In June 2002, appellant Anthony Carman pleaded guilty to multiple counts of kidnapping and burglary in violation of Minn. Stat. §§ 609.05, subds. 1–2, .11, subd. 5(a), .25, subds. 1(2)–(3), 2(1), and .582, subd. 1(b) (2002). The district court sentenced appellant to 180 months’ imprisonment but stayed execution for a period of 20 years and placed appellant on probation under the following terms: (1) abstain from all mood-altering chemicals and alcohol; (2) refrain from entering establishments whose primary purpose is the sale or serving of alcohol; (3) have no association with persons known to be involved in the use, sale, or distribution of drugs; and (4) remain law abiding. The district court also ordered appellant to serve one year in the county jail. This sentence was a downward dispositional departure from the presumptive guidelines sentence.
In February 2004, appellant’s probation officer issued a violation report because appellant had tested positive for cocaine; admitted to drinking alcohol and entering a bar; associated with persons known to be involved in the use, sale, or distribution of drugs; and was arrested for burglary, damage to property, and interfering with a 911 call. The violation report recommended revoking appellant’s probation.
At the probation-violation hearing, appellant admitted that he had violated the conditions of his probation. Consequently, the district court revoked appellant’s probation and executed his sentence. On direct appeal, appellant argued that the district court abused its discretion by not making an explicit finding regarding why the need for confinement outweighed the policies favoring probation. Despite the lack of findings, this court affirmed the district court, reasoning that there was sufficient evidence in the record to support a finding that the need for confinement outweighed the policies favoring probation. State v. Carman, No. A04-966 (Minn. App. Jan. 11, 2005), rev’d mem., 696 N.W.2d 789 (Minn. 2005). The supreme court granted appellant’s petition for further review and stayed all proceedings pending final disposition in State v. Modtland, 695 N.W.2d 602 (Minn. 2005). After the Modtland opinion was released, the supreme court reversed this court’s decision and remanded the case to the district court for a new decision on probation revocation consistent with its holding in Modtland. State v. Carman, 696 N.W.2d at 789.
On remand, appellant testified that while he had never entered treatment, he had been actively seeking treatment but could not afford it. Appellant’s probation officer testified that since appellant’s release from the county jail, he had not expressed a desire for treatment until “he was arrested and was going to be brought before the court on a violation.”

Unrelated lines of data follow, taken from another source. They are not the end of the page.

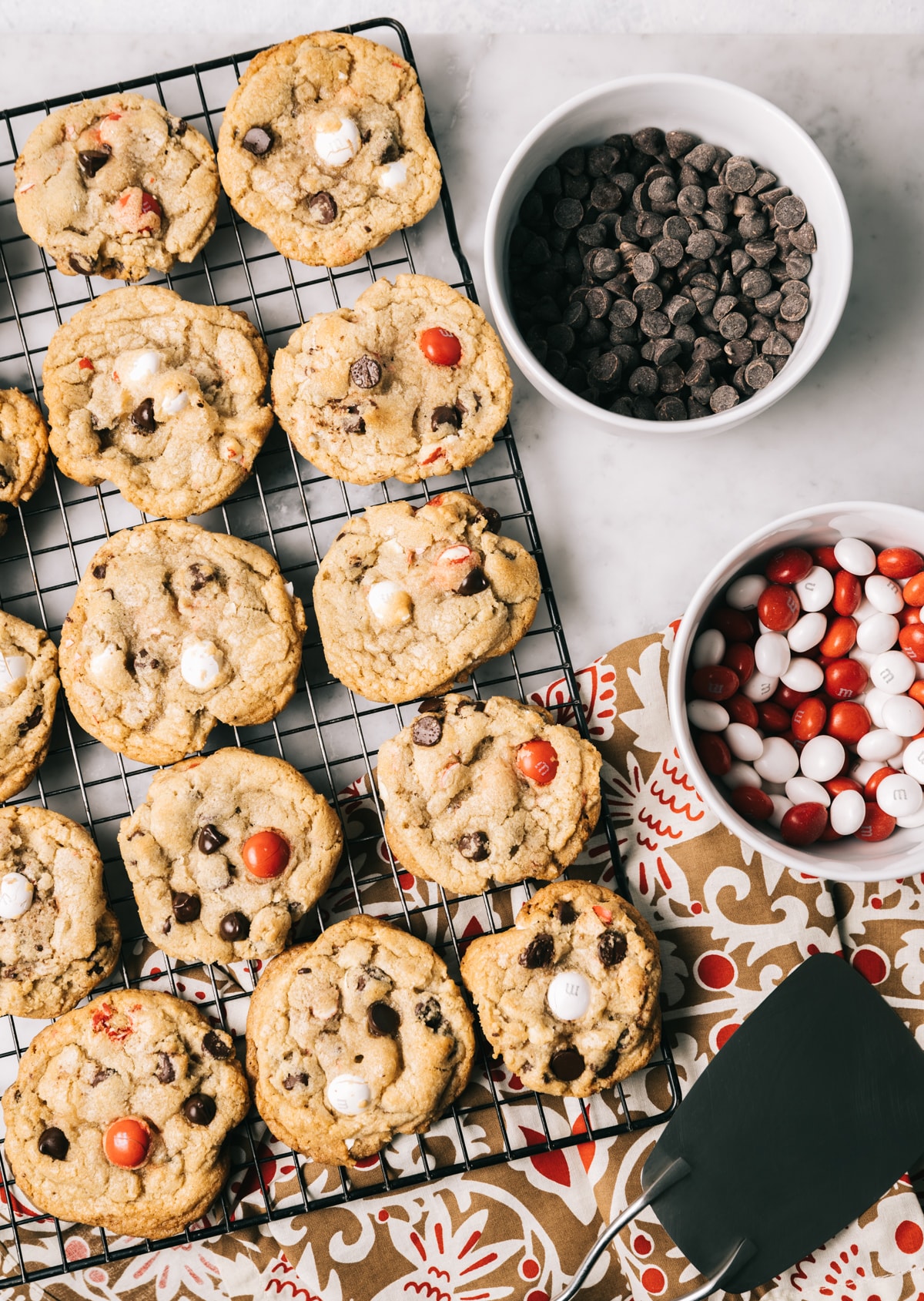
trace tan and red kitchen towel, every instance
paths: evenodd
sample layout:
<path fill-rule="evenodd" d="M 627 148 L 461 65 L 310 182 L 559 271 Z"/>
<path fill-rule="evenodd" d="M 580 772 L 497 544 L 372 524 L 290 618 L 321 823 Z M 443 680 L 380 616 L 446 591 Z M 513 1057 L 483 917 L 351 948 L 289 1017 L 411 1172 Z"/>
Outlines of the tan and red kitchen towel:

Ultimately, the district court affirmed its previous order revoking appellant’s probation and executing his sentence. But this time the district court found that appellant had violated his conditions of probation; the violations were intentional and inexcusable; and the need for confinement outweighed the policy favoring probation. In support of the last finding, the district court also found that: (1) appellant had exhausted all of his community resources; (2) confinement was necessary to protect the public from further criminal activity by appellant; and (3) commitment to prison was necessary so as to not unduly depreciate the seriousness of the violation if probation were not revoked. This appeal follows.
D E C I S I O N
Once again, appellant argues that the district court did not make an explicit finding regarding why the need for confinement outweighed the policies favoring probation, as required by Austin. A district court has “broad discretion in determining if there is sufficient evidence to revoke probation and should be reversed only if there is a clear abuse of discretion.” State v. Modtland, 695 N.W.2d 602, 605 (Minn. 2005) (quoting State v. Austin, 295 N.W.2d 246, 250 (Minn. 1980)). However, whether the district court has made sufficient findings before revoking probation “presents a question of law, which is subject to de novo review.” Id.

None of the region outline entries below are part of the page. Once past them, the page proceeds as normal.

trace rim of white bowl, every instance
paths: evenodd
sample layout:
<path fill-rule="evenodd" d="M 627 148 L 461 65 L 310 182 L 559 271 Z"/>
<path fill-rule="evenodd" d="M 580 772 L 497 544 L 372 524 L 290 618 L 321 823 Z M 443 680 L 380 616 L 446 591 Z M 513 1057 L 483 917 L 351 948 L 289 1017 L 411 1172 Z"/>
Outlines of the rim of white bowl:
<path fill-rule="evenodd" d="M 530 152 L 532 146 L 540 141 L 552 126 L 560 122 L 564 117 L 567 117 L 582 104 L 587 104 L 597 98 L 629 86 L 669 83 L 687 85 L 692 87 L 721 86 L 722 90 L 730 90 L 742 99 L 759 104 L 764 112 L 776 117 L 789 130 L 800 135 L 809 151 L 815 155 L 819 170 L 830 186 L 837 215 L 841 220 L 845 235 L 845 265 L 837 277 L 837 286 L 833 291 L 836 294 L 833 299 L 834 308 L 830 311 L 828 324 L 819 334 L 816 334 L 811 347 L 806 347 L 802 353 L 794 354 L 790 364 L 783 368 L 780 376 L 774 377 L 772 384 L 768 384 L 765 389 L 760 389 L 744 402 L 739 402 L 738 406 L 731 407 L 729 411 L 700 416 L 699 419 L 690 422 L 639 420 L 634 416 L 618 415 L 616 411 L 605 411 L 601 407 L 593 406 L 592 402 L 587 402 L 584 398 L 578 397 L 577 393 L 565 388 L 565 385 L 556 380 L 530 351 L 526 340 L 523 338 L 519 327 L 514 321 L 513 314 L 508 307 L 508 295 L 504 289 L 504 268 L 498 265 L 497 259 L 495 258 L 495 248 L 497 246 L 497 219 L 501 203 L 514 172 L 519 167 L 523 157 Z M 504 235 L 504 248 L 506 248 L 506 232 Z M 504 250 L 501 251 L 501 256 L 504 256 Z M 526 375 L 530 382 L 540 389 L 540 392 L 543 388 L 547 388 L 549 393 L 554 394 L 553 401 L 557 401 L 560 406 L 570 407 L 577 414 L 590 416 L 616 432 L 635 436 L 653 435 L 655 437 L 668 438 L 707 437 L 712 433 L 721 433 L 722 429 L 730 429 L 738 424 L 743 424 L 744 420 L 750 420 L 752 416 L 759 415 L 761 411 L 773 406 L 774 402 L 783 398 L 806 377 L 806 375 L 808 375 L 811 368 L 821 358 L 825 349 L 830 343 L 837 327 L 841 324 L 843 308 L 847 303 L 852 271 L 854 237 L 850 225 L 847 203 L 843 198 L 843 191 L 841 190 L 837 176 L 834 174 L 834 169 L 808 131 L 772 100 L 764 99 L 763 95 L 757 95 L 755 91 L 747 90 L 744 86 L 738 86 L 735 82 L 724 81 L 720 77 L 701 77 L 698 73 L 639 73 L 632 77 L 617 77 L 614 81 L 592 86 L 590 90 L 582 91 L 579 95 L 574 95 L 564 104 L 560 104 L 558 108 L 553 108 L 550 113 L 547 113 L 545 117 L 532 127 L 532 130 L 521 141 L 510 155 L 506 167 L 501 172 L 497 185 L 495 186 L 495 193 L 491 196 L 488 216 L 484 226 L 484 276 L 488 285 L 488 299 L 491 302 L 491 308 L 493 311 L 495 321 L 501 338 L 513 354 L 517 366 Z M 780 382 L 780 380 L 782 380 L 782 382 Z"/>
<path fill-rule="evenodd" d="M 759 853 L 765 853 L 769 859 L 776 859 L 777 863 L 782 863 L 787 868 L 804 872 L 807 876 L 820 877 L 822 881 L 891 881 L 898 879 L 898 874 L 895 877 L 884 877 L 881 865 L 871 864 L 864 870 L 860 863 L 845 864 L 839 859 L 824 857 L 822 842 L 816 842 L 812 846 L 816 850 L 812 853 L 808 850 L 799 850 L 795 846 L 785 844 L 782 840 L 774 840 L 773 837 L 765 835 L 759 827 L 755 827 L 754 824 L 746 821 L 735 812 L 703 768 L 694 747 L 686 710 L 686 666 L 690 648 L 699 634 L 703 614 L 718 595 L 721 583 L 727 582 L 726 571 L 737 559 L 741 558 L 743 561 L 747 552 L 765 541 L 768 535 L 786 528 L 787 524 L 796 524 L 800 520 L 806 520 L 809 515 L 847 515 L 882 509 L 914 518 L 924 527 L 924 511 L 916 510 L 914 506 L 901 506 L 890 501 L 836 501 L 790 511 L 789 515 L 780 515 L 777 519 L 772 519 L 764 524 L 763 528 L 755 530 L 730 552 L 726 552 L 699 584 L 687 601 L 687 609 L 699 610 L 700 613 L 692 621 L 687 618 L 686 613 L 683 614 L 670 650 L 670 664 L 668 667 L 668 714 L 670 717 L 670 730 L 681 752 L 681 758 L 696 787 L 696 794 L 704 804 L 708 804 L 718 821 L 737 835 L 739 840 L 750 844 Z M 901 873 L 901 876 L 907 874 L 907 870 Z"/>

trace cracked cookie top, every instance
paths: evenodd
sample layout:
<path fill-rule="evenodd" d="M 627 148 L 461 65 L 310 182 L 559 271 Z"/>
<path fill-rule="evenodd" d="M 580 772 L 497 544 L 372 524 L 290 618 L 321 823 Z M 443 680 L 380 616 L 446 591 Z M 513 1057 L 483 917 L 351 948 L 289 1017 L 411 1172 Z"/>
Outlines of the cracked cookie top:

Before revoking a defendant’s probation, the district court must: (1) designate the specific condition or conditions that were violated; (2) find that the violation was intentional or inexcusable; and (3) find that the need for confinement outweighs the policies favoring probation. Austin, 295 N.W.2d at 250. These findings must be made on the record before revoking probation. Modtland, 695 N.W.2d at 606. However, “courts should not assume that they have satisfied Austin by reciting the three factors and offering general, non-specific reasons for revocation.” Id. at 608. To the contrary, courts “must seek to convey their substantive reasons for revocation and the evidence relied upon.” Id. This requirement “assures that district court judges will create thorough, fact-specific records setting forth their reasons for revoking probation . . . as it is not the role of appellate courts to scour the record to determine if sufficient evidence exists to support the district court’s revocation.” Id.
A careful examination of the record reveals that the district court failed to articulate the specific evidence it relied upon when making the third Austin finding. The district court merely recited the three Austin factors and offered “general, non-specific reasons for revocation.” Id. In support of the third Austin finding that the need for confinement outweighed the policies favoring probation, the district court found that: (1) appellant had exhausted all community resources; (2) appellant’s violations were serious and commitment to prison was necessary to protect the public from further criminal activity by appellant; and (3) commitment was necessary so as to not unduly depreciate the seriousness of the violation if probation was not revoked. But these findings do not comport with Modtland because they fail to convey the “evidence relied upon.” Id. Thus, they are insufficient to permit meaningful appellate review.
In Modtland the supreme court stated that the “purpose of probation is rehabilitation and revocation should be used only as a last resort when treatment has failed.” Id. at 606. Here, the district court’s finding that appellant had “exhausted all of his community resources” is presumably aimed at demonstrating that treatment had failed. But the district court failed to analyze the record evidence or otherwise articulate any evidentiary support for this conclusion, even though the record contains ample testimony from both parties concerning appellant’s efforts—or lack thereof—in securing chemical-dependency treatment.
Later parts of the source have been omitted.